The claim “we’re confused about agency” is not a claim that our theory of agency is pre-paradigmatic. It’s a claim that the current paradigm (of expected utility maximization) contains a bunch of anomalies and limitations, suggesting that there’s a much better paradigm waiting to be found.
I think that EU maximization works quite well for ideal agents and I don’t expect a very clean theory for bounded agents. Flaws in the EU maximization paradigm do not necessarily suggest that there is a better paradigm waiting to be found, because unlike in physics, I see no a priori reason to expect an elegant grand unified theory for bounded rationality. There can simply be different paradigms for modeling different aspects of agency. Clearly, some general principles and constraints will apply, and some connections will be discoverable. But it is not clear that there is any end to this process, or that we would need to find it to solve AI safety in practice.
This is a bad model of how scientific progress works.
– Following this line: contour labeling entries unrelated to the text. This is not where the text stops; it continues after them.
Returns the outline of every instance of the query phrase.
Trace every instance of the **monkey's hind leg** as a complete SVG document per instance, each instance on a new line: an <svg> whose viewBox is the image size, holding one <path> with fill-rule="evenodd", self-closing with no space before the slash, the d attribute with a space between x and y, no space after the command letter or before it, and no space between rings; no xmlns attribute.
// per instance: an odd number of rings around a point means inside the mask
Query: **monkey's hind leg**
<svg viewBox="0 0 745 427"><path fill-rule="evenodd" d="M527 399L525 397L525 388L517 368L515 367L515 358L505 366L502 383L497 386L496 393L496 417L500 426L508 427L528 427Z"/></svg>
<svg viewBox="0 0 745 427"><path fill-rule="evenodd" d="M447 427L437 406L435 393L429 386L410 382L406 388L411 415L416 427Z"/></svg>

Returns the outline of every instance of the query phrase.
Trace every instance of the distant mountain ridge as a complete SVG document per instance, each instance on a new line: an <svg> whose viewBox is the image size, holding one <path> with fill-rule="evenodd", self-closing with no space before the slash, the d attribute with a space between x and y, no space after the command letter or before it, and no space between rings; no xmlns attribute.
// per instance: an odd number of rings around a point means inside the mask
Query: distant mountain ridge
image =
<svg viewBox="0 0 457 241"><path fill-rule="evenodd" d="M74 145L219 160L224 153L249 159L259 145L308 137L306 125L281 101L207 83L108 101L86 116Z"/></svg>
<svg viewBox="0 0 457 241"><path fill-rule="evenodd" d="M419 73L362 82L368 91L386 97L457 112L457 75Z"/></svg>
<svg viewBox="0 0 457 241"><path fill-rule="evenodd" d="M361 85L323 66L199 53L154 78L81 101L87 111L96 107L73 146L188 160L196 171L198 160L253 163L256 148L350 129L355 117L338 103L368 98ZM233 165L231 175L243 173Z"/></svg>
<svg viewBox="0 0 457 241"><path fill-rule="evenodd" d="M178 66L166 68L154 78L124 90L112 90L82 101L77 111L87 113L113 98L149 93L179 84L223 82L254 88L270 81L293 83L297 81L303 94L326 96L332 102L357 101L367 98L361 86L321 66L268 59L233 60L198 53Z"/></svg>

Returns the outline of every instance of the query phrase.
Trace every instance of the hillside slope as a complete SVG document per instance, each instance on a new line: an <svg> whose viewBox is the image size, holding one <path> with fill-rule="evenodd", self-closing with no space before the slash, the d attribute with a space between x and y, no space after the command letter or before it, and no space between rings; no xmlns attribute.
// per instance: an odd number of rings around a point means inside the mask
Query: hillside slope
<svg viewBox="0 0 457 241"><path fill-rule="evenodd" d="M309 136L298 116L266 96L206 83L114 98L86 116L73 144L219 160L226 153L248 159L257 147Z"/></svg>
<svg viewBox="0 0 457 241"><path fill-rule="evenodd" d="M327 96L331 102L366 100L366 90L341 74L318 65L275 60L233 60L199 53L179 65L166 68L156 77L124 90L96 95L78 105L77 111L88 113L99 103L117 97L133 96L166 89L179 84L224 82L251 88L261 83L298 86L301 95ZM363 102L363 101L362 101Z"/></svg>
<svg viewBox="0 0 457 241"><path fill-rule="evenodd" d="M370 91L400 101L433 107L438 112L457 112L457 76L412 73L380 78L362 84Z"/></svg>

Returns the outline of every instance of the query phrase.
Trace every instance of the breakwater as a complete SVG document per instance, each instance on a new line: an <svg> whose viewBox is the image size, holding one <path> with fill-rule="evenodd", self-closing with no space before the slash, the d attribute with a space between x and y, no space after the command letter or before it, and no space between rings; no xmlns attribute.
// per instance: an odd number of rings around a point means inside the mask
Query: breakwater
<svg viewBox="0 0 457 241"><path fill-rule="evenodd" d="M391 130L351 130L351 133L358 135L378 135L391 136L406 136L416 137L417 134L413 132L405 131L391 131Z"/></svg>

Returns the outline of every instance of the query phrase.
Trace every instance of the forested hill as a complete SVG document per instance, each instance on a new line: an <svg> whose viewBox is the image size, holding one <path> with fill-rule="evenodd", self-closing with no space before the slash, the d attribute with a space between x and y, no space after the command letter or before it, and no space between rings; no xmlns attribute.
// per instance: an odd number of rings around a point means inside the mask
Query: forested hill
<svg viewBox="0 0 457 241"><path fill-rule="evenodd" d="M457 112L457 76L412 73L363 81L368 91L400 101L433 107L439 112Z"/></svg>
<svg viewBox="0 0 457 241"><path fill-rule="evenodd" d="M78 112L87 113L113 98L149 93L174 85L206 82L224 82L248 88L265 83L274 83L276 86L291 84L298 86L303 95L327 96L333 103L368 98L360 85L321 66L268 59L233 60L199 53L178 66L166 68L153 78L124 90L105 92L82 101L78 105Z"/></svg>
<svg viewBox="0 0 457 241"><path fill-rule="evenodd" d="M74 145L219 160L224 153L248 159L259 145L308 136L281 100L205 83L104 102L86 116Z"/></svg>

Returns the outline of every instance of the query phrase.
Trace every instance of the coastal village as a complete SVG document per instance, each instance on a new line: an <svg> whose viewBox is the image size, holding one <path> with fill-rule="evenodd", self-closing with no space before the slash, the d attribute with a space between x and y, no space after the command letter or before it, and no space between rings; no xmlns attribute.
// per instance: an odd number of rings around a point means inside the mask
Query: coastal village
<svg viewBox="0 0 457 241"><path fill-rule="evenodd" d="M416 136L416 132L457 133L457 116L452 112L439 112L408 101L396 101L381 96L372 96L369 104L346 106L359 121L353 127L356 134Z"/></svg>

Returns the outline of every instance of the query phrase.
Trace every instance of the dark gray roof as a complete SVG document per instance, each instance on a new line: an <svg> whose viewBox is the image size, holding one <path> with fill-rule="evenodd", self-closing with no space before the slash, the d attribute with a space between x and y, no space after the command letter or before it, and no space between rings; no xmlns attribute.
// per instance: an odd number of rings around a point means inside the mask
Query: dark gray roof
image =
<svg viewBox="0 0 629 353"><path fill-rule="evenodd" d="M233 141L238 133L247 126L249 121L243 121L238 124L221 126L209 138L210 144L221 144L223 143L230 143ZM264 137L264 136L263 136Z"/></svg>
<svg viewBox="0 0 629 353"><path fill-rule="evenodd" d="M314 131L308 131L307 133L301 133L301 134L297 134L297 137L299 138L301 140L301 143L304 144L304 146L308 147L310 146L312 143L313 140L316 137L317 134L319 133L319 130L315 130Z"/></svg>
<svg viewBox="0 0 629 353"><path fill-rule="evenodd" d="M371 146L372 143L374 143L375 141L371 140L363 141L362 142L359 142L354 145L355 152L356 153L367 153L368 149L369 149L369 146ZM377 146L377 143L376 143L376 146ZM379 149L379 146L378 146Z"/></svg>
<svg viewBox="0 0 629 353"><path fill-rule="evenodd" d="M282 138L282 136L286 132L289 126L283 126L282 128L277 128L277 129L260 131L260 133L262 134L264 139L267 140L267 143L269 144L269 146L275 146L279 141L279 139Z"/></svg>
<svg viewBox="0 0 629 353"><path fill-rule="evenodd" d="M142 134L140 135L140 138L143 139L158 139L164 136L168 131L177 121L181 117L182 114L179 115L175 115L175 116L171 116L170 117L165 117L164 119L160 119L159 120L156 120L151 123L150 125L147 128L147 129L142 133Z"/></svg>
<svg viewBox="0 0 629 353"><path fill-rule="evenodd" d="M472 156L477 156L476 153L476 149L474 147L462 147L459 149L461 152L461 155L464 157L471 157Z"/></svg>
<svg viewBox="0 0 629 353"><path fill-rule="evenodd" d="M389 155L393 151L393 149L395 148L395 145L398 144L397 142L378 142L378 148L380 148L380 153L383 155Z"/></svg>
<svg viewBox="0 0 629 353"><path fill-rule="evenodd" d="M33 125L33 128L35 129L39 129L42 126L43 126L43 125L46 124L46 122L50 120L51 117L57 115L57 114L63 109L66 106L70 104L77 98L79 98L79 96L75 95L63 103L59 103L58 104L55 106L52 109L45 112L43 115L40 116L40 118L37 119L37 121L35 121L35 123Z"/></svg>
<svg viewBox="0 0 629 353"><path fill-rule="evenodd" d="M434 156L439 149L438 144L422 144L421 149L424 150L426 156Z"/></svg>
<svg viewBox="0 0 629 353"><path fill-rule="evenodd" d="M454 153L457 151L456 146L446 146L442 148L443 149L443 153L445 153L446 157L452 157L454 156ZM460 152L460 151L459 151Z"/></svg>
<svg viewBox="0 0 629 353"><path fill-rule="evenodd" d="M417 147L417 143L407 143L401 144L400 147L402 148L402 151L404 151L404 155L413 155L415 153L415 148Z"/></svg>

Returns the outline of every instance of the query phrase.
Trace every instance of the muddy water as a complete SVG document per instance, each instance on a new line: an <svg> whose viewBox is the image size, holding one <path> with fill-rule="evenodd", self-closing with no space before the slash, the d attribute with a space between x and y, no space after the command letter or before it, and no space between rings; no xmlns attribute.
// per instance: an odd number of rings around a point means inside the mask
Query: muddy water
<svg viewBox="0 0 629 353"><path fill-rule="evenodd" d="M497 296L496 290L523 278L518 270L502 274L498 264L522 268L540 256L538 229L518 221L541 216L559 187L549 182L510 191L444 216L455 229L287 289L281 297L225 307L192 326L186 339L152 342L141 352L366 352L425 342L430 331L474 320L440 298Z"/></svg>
Instead, people should focus on the clearest anomalies/limitations as “clues” to finding a new paradigm that will change many aspects of how we think about agency.
Analogously, imagine pre-Einstein physicists claiming “we’re confused about space and time”. People might have made arguments similar to yours in this post in response, saying things like “there are actually many physics equations which use the concepts of space and time to make accurate predictions” or “insofar as we’re confused, it is best to focus on the confusions that seem most relevant to the specific problems that face us”. But those kinds of arguments would have been mistaken.
This analogy seems a bit tortured and I don’t think the argument works as stated:
I struggle to parse the intended structure of the analogy. Einstein’s research direction, leading to special relativity, seems to have been inspired by the invariance of the speed of light as measured across inertial reference frames. That was a problem with the existing theory. While his answer threw out some pretty fundamental assumptions, it does seem naturally paired to the question, and I doubt anyone would have said that “insofar as we’re confused, it is best to focus on the confusions that seem most relevant to the specific problems that face us” in response to either the research process or the result. If a philosopher specializing in metaphysics had invented special relativity by reasoning from first principles about time, your argument would make more historical sense.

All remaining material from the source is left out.